Wednesday, October 28, 2020
I don't really have an opinion
I know very little about Covid 19. I have no idea why it is that Spain has incredibly high case figures and Burundi, the Seychelles and Laos have next to none. I've heard lots of "explanations" as to why we're in such a pickle from regional pride and too much hugging to irresponsible young people and an inability to count. I've read how the Swedes handled it well and how the Swedes got it completely wrong. Ask on Facebook or Twitter and you can take your pick from the answers to suit your point of view.
There are obviously lots of ordinary people who know much more about disease control and social planning than I do. They keep telling me little factlets. They tell me the Chinese started it. They tell me it's only winnowing out the weak. They tell me that more people die from falling off step ladders than die from Covid. There is another bunch who tell me that wearing a face mask is tantamount to being beaten on the soles of our feet with sticks and think Human Rights Watch should mobilise. I realise that I'm teetering on the edge of senility, just ask Maggie, but I think I remember that in Catch 22 Doc Daneeka reminded Yossarian of the hundreds of medical conditions that could kill people. I appreciate that, I know that car accidents tear bodies apart and kill and maim thousands each year, I know that measles and bad drinking water kills and kills and kills. But it's not a comparison is it? People get killed all the time but that doesn't mean that men killing their partners is any less wrong. It's not that the cost of a nuclear submarine would pay for clean water in Mali; it's that killing machines are not a good thing to buy.

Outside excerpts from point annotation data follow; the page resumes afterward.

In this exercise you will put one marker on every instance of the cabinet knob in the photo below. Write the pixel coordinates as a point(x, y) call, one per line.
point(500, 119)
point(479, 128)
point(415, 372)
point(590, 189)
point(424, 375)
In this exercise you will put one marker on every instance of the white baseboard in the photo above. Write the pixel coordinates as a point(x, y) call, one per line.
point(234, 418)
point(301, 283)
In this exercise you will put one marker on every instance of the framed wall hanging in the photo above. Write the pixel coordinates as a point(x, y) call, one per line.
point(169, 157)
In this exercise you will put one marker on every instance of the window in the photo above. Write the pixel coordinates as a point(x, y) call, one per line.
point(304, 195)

We have new figures for Pinoso from 26/10/2020. They say that there have been 211 positive tests in Pinoso since time began and that 54 of those positives were in the last couple of weeks. Two people have died - again since it all began. That means the cases in 100,000 figure is 678. The last time I did the primary school sums necessary to work out the infections per 100,000 number and posted it on Facebook in response to someone else's post somebody laid into me for scaremongering. They said that Covid wasn't anything. Flu - the sort of flu that you take Lem Sip for not the sort of flu that lays continents to waste. Donald Trump got over Covid in 25 minutes after all. So, this time, no comment.

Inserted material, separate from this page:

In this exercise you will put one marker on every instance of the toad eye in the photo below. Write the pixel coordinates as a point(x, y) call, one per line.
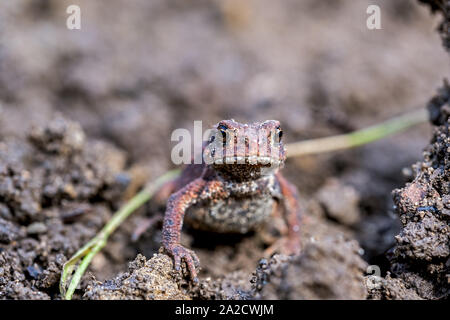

We have a curfew from late evening through to early morning all over Spain, meeting numbers are restricted, the manufacturers of Christmas specialities may as well file for bankruptcy now as the politicians fight over a six month long State of Alarm or a parliamentary scrutiny every two months. It's the sort of stuff that's going on all over Europe. For some it's democracy under attack with ridiculous and pointless controls faced by an intractable enemy and for others it's politicians scrabbling to do their best to keep people alive and save their economies.
Maggie just told me as I came back into the living room that Murcia, the Region just ten minutes up the road from us, is going to restrict movement between municipalities. Live in Jumilla and you have to stay in Jumilla. Lots of people from the three Murcian municipalities that border Pinoso come into Pinoso for their shopping, banking and social life. I wonder if they are going to be turned back at the border?